Finalmente, aunque la defensa del acusado mantuvo que no se había practicado prueba alguna que permitiera atribuir al acusado la firma que ha sido declarado falsa, debemos señalar que se trata de un extremo irrelevante, pues es reiterada la jurisprudencia de la Sala Segunda del
Tribunal Supremo que señala que el delito de falsedad no es un delito de propia mano, y la incriminación no requiere la personal materialización de la falsedad sino su realización bajo su dominio del escrito que documenta un hecho falso con efectos judiciales que perjudican a terceros.

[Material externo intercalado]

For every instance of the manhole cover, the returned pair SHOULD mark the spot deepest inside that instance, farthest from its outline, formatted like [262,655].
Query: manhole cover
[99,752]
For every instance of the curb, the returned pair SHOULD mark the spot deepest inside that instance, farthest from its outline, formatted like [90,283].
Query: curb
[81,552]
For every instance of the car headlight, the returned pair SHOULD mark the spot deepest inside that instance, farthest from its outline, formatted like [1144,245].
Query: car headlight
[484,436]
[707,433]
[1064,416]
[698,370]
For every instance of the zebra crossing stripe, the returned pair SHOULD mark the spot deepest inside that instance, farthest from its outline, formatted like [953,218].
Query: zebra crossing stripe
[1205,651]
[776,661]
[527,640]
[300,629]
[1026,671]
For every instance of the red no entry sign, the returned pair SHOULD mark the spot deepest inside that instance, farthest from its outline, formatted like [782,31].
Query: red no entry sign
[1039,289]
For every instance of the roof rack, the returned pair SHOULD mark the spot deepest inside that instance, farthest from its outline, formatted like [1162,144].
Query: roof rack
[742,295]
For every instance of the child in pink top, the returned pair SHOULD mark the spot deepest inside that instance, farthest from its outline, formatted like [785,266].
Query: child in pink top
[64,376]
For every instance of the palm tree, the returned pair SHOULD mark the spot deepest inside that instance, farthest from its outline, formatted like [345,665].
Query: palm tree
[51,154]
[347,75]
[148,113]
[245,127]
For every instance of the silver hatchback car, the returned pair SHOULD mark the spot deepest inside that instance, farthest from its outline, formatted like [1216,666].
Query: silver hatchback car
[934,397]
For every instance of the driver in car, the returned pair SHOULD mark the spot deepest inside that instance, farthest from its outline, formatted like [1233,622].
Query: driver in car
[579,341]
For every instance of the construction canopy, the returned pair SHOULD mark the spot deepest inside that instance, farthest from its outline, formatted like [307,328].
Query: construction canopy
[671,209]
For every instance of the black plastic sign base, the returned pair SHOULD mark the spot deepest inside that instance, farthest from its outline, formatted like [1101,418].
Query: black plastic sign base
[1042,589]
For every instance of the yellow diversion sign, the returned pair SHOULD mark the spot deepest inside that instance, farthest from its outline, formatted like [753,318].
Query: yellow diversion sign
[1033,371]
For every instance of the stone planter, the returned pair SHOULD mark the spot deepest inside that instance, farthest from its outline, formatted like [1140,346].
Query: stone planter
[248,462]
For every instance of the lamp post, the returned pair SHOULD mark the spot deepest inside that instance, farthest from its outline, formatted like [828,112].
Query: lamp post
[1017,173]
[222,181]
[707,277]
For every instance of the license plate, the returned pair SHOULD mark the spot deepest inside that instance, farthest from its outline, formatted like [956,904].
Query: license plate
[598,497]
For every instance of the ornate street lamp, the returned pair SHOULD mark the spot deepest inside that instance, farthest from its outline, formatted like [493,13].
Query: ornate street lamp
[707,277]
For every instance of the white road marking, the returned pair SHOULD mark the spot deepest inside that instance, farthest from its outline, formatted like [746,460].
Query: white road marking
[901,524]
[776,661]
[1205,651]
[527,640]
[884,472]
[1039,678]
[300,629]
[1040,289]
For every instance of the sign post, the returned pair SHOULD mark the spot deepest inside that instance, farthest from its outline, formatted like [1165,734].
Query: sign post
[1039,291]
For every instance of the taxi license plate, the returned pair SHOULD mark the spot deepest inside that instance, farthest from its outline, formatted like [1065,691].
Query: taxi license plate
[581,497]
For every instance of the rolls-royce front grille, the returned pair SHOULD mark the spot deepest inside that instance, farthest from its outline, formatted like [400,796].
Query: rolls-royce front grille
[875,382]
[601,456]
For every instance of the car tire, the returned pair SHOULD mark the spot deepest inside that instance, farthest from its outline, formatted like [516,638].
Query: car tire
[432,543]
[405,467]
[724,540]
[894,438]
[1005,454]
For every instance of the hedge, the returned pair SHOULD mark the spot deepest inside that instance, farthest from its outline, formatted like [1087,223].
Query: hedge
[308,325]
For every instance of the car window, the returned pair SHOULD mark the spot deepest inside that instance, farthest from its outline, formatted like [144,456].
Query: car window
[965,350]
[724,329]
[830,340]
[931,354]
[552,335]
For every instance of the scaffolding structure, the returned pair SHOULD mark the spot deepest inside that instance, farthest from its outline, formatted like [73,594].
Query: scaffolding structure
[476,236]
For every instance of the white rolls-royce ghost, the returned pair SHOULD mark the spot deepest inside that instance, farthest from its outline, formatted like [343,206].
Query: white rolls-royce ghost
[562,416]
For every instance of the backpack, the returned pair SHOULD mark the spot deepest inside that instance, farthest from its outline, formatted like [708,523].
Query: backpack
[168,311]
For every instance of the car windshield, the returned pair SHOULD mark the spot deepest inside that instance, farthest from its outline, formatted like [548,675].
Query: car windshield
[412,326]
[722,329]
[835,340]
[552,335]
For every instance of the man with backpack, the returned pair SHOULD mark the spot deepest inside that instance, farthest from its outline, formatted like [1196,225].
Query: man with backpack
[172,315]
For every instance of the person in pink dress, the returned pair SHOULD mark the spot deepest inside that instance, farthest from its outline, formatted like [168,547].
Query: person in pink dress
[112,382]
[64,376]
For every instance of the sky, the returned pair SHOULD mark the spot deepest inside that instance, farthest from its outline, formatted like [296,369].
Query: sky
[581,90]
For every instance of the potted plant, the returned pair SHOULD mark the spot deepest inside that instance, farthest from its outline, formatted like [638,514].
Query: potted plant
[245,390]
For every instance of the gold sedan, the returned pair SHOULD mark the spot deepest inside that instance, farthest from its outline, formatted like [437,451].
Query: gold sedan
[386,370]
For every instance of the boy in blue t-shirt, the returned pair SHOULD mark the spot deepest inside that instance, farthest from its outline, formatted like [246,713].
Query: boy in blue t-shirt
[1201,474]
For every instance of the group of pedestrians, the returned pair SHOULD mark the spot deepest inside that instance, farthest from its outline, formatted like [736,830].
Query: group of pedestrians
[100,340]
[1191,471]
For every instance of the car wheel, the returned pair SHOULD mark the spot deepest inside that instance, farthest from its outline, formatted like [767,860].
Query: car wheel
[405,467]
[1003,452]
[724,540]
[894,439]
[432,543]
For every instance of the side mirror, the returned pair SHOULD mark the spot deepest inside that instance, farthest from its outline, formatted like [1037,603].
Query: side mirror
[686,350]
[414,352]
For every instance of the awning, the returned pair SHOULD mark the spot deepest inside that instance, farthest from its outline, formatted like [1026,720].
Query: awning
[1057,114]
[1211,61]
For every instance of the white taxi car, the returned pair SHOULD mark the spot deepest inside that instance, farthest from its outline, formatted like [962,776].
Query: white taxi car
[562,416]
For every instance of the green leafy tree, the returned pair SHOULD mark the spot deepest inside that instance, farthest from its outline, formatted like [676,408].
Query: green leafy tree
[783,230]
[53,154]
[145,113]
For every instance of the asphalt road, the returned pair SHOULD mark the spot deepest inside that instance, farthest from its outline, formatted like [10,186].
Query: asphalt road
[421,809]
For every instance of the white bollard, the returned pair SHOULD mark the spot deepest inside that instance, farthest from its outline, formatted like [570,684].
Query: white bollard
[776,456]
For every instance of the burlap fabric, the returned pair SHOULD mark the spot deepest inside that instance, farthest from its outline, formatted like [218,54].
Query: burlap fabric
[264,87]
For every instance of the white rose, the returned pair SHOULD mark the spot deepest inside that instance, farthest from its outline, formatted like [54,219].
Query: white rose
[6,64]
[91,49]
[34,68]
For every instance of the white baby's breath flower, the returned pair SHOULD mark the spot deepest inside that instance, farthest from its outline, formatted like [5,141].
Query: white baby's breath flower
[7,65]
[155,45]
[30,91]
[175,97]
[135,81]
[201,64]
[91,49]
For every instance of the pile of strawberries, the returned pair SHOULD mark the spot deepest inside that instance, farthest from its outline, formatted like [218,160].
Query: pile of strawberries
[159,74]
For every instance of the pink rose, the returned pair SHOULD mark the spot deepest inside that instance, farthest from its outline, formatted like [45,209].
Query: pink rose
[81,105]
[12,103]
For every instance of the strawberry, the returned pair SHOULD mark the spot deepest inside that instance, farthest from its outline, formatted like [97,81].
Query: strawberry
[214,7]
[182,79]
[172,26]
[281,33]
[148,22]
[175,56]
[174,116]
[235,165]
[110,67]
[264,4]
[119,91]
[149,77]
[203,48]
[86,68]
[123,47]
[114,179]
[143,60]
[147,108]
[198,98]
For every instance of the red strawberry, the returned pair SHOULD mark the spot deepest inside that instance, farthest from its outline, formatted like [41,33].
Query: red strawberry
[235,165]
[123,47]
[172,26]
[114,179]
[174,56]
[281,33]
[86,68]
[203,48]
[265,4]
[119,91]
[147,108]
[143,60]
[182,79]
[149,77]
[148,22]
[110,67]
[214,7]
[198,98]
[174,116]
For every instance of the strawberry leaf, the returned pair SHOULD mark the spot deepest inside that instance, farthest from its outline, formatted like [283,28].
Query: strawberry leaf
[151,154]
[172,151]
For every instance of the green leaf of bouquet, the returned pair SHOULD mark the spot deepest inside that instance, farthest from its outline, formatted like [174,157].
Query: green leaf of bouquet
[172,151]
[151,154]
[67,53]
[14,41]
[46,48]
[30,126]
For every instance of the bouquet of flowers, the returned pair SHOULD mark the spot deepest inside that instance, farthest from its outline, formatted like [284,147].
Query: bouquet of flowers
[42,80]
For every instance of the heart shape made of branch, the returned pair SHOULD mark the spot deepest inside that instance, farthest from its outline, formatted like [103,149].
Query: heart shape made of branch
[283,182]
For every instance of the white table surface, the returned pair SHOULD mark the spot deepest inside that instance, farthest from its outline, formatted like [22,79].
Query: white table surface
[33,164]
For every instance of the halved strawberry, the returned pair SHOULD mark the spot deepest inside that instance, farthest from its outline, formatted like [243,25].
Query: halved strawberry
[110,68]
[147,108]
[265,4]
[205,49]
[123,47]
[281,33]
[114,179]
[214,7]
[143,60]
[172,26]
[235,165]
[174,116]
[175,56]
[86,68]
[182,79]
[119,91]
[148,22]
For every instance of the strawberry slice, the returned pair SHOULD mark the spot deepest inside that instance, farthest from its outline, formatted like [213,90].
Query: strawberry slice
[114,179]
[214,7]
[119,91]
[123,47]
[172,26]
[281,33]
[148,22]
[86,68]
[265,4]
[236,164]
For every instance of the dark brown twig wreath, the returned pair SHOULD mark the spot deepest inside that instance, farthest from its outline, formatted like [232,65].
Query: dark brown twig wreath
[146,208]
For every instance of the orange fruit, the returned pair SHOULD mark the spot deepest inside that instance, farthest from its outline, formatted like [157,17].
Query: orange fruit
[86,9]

En este caso, es evidente que solo al acusado beneficiaban directamente los efectos de la falsedad, puesto que era el empresario al que el trabajador le estaba reclamando el salario que supuestamente pretendió hacer creer que ya le había abonado con la aportación de un documento falso, lo que nos lleva a concluir que resulta irrelevante que el acusado plasmara materialmente la firma que ha resultado ser falsa, o lo hiciera una tercera persona a su instancia.
TERCERO.- En la comisión de estos delitos no se aprecian circunstancias modificativas de la responsabilidad criminal.
Como hemos señalado anteriormente, nos encontramos ante un concurso de normas que se resuelve según las reglas del art. 8 del Código Penal , y concretamente por el principio de alternatividad, aplicando la pena del delito que sanciona más gravemente la conducta, en este caso la falsedad consumada castigada con una pena de seis meses a dos años de prisión, y por tanto, más grave que la estafa procesal cometida en grado de tentativa.
Partiendo de que no concurren circunstancias modificativas de la responsabilidad criminal, procede imponer al acusado una pena de un año de privación de libertad, que si bien se encuentra situada dentro de la mitad inferior de la legalmente prevista, la fijamos más próxima al máximo de dicha mitad en atención a la gravedad del hecho cometido frente a un trabajador y a la finalidad de utilizar el documento falso en un procedimiento judicial. Junto a la pena de prisión se impone la accesoria de inhabilitación especial para el ejercicio del derecho de sufragio pasivo durante el tiempo de la condena.
CUARTO.- Las costas procesales se entienden impuestas por la ley a los criminalmente responsables de todo delito o falta, según el artículo 109 del Código Penal , procediendo condenar al acusado a abonar el importe de las costas de este procedimiento con inclusión de las de la acusación particular.
Vistos los artículos citados y demás de general aplicación al caso, administrando justicia en nombre del Rey,
Fallo
Que debemos CONDENAR Y CONDENAMOS al acusado Eugenio como autor responsable de los delitos de falsedad en documento privado y estafa procesal en concurso de normas y sin la concurrencia de circunstancias modificativas de la responsabilidad criminal a la pena de UN AÑO DE PRISION con la accesoria de inhabilitación especial para el derecho de sufragio pasivo durante el tiempo de la condena y al pago de las costas procesales causadas, con inclusión de las de la acusación particular
Así, por esta nuestra Sentencia, contra la que cabe interponer Recurso de Casación, para ante la Sala 2ª del Tribunal Supremo, en el término de 5 días y de la que se llevará Certificación al Rollo de Sala, lo pronunciamos, mandamos y firmamos.